Specifically, if something in Cabal-syntax changes (say, new field) then there probably should be a new cabal-version, and perfectly if we won't need to introduce new cabal-version: (CabalVersionSpec constructors) if nothing changes in Cabal-syntax. The latter is exactly what happened leading to #9331: No change in Cabal-syntax, so no-one thought about having new cabal-version nor cabal-version checks.

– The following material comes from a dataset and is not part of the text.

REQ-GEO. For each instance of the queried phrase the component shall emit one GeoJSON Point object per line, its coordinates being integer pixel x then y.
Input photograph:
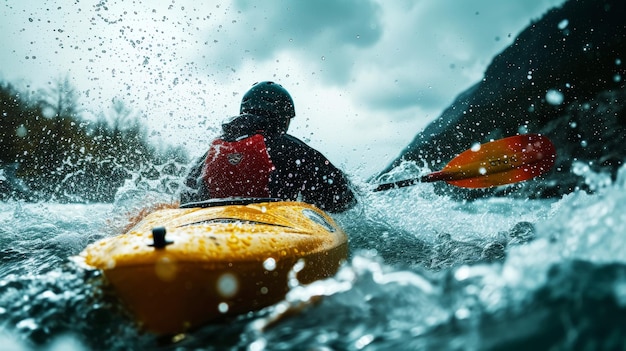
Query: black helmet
{"type": "Point", "coordinates": [269, 100]}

michaelpj commented 1 year ago

I was able to make this work by:

  1. Replacing predicate calls by constant macros.
  2. Using coan (I tried unifdef but it doesn't simplify conditional expressions)

In the end I did something like this to remove all MIN_VERSION_ghc(9,2,*) macros:

rg 'MIN_VERSION_ghc' -l | xargs -I {} bash -c "sed -i -e 's/MIN_VERSION_ghc(9,2,[0-9]*)/ALWAYS_TRUE/g' {} && coan source -r -DALWAYS_TRUE=1 {}"
michaelpj commented 1 year ago

I couldn't figure out a nice way to deal with __GLASGOW_HASKELL__ < 902, though. Setting it to a particular value would also replace all other __GLASGOW_HASKELL__ comparisons.

michaelpj commented 1 year ago

The same trick with replacing particular comparisons with a constant would work, though, if the form is consistent enough in your codebase.